U.S. Intellectual History Blog

The Black Anniversaries of 2019

As we near the end of 2018, I cannot help but think about the 2019 calendar. As a historian, I always find myself thinking about what milestones and anniversaries will be commemorated—as well as those that should be commemorated but are left out of the public eye. Today I will talk about a few of them, those that relate to African American history.  I certainly encourage you to add more in the comments.

Without question, the biggest one is the four-hundredth anniversary of the beginnings of slavery in British North America. The year 1619 saw the arrival of twenty captured Africans to Jamestown colony in present-day Virginia. This also often becomes the traditional starting point for including people of African descent in an American history survey. But as Michael Guasco points out at Black Perspectives, this might be a mistake. The presence of Africans in the Americas—even British-controlled portions of the Americas—began before 1619. I am sure historians will do more of the hard work required to both remember 1619 and to put it in greater, and more accurate, context.

The upcoming year also offers the chance to reflect seriously on the Reconstruction period. Ulysses S. Grant’s presidency began in March 1869 and was marked by national turmoil over the questions of race and citizenship opened by the Reconstruction era. Commemoration of Reconstruction has not had the same national impact as some of the events held to mark the various sesquicentennial events of the Civil War. Nonetheless, historians and other scholars should to their best to inform the American people of how the events of the Reconstruction era deeply shape the nation in which we live today.

Finally, the centennial of the tumultuous year of 1919 will likely garner a great deal of public attention.
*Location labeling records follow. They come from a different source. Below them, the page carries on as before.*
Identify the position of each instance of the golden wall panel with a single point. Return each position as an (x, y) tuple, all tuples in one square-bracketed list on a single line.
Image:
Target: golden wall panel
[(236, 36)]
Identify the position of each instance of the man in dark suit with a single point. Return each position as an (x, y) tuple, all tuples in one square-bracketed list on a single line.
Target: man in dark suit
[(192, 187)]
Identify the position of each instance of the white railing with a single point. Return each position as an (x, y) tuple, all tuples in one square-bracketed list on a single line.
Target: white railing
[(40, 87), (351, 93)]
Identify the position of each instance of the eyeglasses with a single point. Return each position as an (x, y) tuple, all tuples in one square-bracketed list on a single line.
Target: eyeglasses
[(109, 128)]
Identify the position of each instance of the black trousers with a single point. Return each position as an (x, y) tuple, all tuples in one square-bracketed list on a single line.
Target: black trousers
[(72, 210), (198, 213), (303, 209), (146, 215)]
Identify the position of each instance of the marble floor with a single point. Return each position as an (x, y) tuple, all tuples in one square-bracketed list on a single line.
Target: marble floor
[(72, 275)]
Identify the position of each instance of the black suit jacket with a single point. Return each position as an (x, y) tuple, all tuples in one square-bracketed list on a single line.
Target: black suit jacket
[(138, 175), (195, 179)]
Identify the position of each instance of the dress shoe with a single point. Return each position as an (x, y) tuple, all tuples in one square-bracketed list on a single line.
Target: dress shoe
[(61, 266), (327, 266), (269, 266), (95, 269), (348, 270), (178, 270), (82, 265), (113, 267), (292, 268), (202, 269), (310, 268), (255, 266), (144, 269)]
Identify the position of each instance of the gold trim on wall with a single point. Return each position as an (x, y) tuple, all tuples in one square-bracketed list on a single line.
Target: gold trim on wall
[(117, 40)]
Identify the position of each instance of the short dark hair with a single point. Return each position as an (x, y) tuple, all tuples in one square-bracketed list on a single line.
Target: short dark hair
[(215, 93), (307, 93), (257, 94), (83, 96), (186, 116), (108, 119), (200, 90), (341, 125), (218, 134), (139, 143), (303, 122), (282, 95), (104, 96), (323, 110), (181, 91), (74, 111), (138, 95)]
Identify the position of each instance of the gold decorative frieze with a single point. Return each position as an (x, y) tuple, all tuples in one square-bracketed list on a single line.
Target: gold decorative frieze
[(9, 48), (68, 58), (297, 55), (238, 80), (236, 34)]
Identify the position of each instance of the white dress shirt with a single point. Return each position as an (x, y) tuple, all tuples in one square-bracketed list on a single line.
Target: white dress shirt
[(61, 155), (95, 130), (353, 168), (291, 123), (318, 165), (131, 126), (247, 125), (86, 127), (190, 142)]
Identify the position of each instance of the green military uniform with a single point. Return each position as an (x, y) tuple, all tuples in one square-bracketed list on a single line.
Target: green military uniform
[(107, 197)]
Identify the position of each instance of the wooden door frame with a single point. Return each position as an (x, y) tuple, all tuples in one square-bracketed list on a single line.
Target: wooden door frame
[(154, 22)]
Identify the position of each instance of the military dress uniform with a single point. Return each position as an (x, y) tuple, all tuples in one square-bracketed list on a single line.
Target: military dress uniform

The debate over American entry into the League of Nations and the Treaty of Versailles conference will consume considerable national attention, especially as debates about American isolationism and intervention abroad stay in modern news headlines. But we should also take time to talk about the “Red Summer” of 1919, the nationwide convulsion of “riots” and pogroms targeting African Americans. These latter two eras, 1869 and 1919, have played an incredible role in both African American and America intellectual history. Perhaps 2019 can offer an opportunity for Americans to think deeper about the kind of nation they live in, profoundly shaped as it was by these various events in the past.

Anniversaries offer a chance to both reflect on the past and take stock of the here and now. It is virtually impossible to imagine the modern United States without the presence of African people during its history. The anniversaries mentioned above are a golden opportunity to think about what this presence has meant—and will continue to mean—for Americans.